Amare lezioni dal voto in Romania, un colpo di grazia, dove è arrivato primo l’outsider Georgescu. E due parole su Hegel e Croce
Le elezioni rumene sono un colpo di grazia. Non c’è niente di più prezioso del senso di responsabilità, e niente di più letale. Soprattutto quando si tratti di democrazia. Fragile, maneggiare con cura – può andare in pezzi. E quando è andata? Gli espedienti lessicali per esorcizzarne la constatazione si sono moltiplicati, la democratura, la democrazia illiberale. Quella che una volta era sentita come una parzialità, se non una truffa, la democrazia “formale” opposta a quella “sostanziale”, è andata riducendo le sue pretese fino a un estremo, esile appiglio: le elezioni, il suffragio universale. Le altre condizioni si assottigliavano, il vigore di un’opinione pubblica e delle sue sedi, una libertà di pensiero e di espressione, un bilanciamento di poteri, restavano tuttavia le più o meno libere elezioni. Erano il discrimine: in Russia no, una farsa, in Ungheria sì. Chi andava al governo andava di fatto al potere, e lo usava per imbavagliare l’informazione, abusare della propaganda, subordinarsi la magistratura, asservire il legislativo all’esecutivo, ma sarebbe comunque ripassato dal voto, e dalla possibilità di ricambio che prometteva. Succedeva ancora, infatti. E’ successo in Polonia. Si può ancora figurarsi che succeda in Ungheria, e che uno di famiglia come Péter Magyar riesca a imporsi col programma di un orbanismo senza Orbán, no alla corruzione, no al clan e alla mafia, e sì al resto.
Quello che il senso di responsabilità raccomanda di non dire – Fragile! Cautela! – è che le elezioni non sono più il passaggio obbligato e arrischiato, “democratico”, che i regimi illiberali devono superare, ma una loro condizione di favore. Che i regimi illiberali passano da lì. E’ appena successo, sulla scala massima, negli Stati Uniti. Quel Trump che aveva provato a invalidare le elezioni e a tentare il colpo di mano sul Campidoglio, e che si era ripresentato, carico di imputazioni e condanne, annunciando che non avrebbe riconosciuto un voto contrario e che bisognava aspettarsi un bagno di sangue – le ha vinte, semplicemente. Le ha vinte lui, e per lui Musk. In Romania è arrivato primo l’outsider Georgescu e per lui TikTok. Conclusione: il confine ultimo fra autarchia e democrazia non saranno più, non sono già più, le “libere” elezioni. Ed è ora di guardare in questa luce all’esuberanza dell’astensionismo.

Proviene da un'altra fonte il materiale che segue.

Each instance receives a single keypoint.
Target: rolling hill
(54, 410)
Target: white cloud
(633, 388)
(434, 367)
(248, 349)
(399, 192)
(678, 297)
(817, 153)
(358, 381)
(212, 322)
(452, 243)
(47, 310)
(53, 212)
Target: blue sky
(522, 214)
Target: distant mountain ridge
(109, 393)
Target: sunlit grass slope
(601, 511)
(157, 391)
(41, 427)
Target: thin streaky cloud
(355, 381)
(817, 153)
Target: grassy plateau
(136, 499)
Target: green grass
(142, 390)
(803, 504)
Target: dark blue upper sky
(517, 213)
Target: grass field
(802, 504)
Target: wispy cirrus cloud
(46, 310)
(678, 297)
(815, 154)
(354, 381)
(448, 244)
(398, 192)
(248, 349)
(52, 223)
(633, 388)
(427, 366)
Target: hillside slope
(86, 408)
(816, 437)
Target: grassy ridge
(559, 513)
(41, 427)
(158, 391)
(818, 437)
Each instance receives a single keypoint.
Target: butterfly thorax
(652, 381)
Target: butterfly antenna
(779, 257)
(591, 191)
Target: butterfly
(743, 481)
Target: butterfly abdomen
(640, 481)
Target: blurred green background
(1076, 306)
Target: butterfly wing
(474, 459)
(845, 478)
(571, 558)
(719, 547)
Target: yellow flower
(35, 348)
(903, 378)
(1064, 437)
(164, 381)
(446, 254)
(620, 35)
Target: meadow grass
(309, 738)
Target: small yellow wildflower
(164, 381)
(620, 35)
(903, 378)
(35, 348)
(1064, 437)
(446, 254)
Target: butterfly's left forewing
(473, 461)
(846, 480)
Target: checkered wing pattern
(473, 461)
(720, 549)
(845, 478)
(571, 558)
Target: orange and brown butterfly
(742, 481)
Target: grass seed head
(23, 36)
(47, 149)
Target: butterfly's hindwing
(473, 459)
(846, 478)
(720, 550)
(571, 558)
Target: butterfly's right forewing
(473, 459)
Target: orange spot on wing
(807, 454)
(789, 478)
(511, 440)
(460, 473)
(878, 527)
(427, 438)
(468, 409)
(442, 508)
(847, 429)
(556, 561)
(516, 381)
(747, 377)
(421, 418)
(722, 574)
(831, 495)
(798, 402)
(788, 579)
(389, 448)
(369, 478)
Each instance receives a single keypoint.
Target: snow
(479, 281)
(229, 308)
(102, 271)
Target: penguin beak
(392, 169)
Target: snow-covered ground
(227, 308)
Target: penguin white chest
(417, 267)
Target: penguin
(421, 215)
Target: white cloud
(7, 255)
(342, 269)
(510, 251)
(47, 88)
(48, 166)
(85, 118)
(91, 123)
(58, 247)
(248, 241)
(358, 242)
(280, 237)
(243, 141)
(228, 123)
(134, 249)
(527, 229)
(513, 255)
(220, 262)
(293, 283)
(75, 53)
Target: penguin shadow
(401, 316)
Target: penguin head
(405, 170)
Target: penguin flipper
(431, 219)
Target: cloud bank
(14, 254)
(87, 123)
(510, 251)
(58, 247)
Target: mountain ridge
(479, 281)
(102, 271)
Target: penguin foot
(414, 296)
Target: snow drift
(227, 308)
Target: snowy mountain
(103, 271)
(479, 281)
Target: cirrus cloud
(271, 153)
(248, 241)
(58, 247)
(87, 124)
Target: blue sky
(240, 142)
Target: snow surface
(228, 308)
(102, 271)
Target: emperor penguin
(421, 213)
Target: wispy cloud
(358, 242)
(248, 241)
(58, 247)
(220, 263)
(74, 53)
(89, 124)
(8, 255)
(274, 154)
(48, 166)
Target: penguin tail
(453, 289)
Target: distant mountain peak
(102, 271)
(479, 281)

Non è una novità, si dirà. Si ricorderà, ormai un luogo comunissimo, che i fascismi andarono al potere “legalmente”, e per via elettorale. Ma i fascismi avevano accumulato prima una forza armata, e l’avevano largamente impiegata. Le destre “occidentali” no, se non in misura ancora ridotta.

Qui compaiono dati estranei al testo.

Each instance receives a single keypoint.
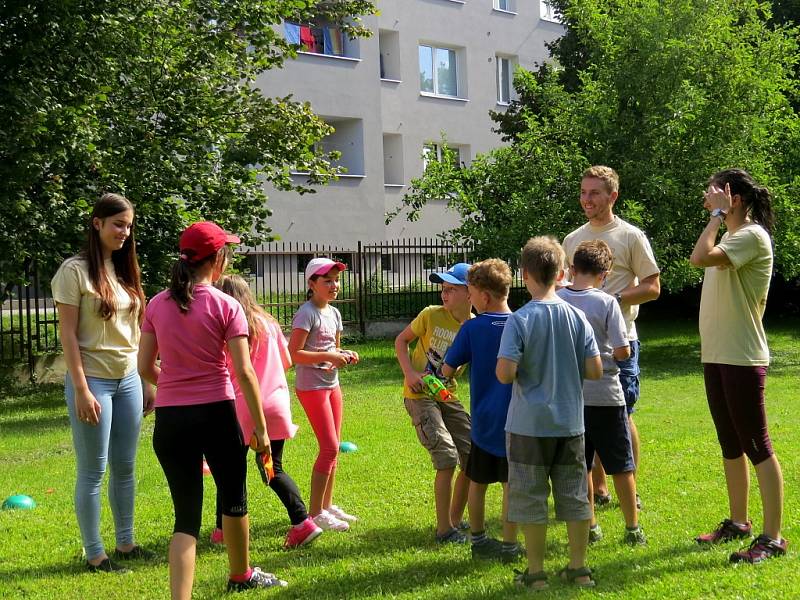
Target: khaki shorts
(443, 429)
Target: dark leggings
(283, 485)
(182, 436)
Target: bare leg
(770, 485)
(319, 485)
(625, 484)
(737, 478)
(578, 534)
(599, 477)
(442, 493)
(477, 506)
(182, 550)
(459, 500)
(509, 528)
(236, 531)
(535, 539)
(634, 443)
(327, 498)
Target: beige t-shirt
(734, 298)
(108, 348)
(633, 259)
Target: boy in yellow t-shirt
(443, 427)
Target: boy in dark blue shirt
(477, 343)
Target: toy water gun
(264, 463)
(436, 388)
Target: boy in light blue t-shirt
(546, 351)
(477, 343)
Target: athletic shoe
(135, 553)
(602, 499)
(760, 549)
(216, 536)
(302, 534)
(595, 534)
(327, 522)
(340, 514)
(106, 566)
(511, 554)
(726, 532)
(453, 536)
(635, 537)
(488, 549)
(258, 579)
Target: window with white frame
(548, 12)
(433, 152)
(504, 74)
(438, 70)
(506, 5)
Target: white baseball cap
(320, 266)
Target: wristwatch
(718, 212)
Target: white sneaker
(327, 522)
(341, 515)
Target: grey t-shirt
(550, 342)
(322, 325)
(605, 316)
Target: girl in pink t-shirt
(269, 353)
(189, 327)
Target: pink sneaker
(302, 534)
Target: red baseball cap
(203, 239)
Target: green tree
(667, 93)
(156, 99)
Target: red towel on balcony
(307, 39)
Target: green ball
(347, 447)
(19, 501)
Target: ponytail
(761, 208)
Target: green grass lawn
(390, 552)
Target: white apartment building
(432, 67)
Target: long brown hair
(238, 288)
(126, 264)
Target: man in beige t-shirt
(633, 280)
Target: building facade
(432, 68)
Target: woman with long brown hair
(100, 304)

Sull’orizzonte presente pesano minacce finali, e questa è una vera novità, dopo il ’45 e il ricorso all’atomica che illuse insieme di farne un tabù, una prima e un’ultima volta, e di far coincidere l’idea di pace con quella di deterrenza. Le minacce ultime oggi sono molteplici, e il nucleare militare ha ripreso di prepotenza il suo primato, almeno cronologico, e guerra russo-ucraina e medio oriente hanno confinato nei titoli di coda Baku e il Te deum all’energia fossile. Senza lo spettro di un’ora X, si potrebbe cercare un conforto, se non al proprio tempo di vita ormai scaduto, a quello delle generazioni future umane e degli altri animali, nella riscoperta della buona ragione dell’anakyklosis, e delle sue versioni ricorrenti (è comico che siccome destra e sinistra non esistono più, il partito dei Cinque stelle – Grillo, ti ha ucciso un uomo morto! – si sia appena dichiarato “progressista”, come se esistesse il progresso, e fotografandosi in rosso-bruno con Sahra Wagenknecht e il suo eponimo partito). Sono andati a farsi fottere i “Mai più”: mai più Hiroshima, mai più Auschwitz, mai più il terrore stalinista e i genocidi di ogni parte. Avevamo appena smobilitato l’invenzione dell’Italiano brava gente additando il modello esemplare dei conti tedeschi col passato nazista, e le elezioni regionali in Germania hanno resuscitato lo spettro robusto di quel passato. Il vincitore relativo del primo turno rumeno è un ammiratore del nazifascismo razzista di Ion Antonescu e della Russia di Putin: non vorrete vederci una contraddizione.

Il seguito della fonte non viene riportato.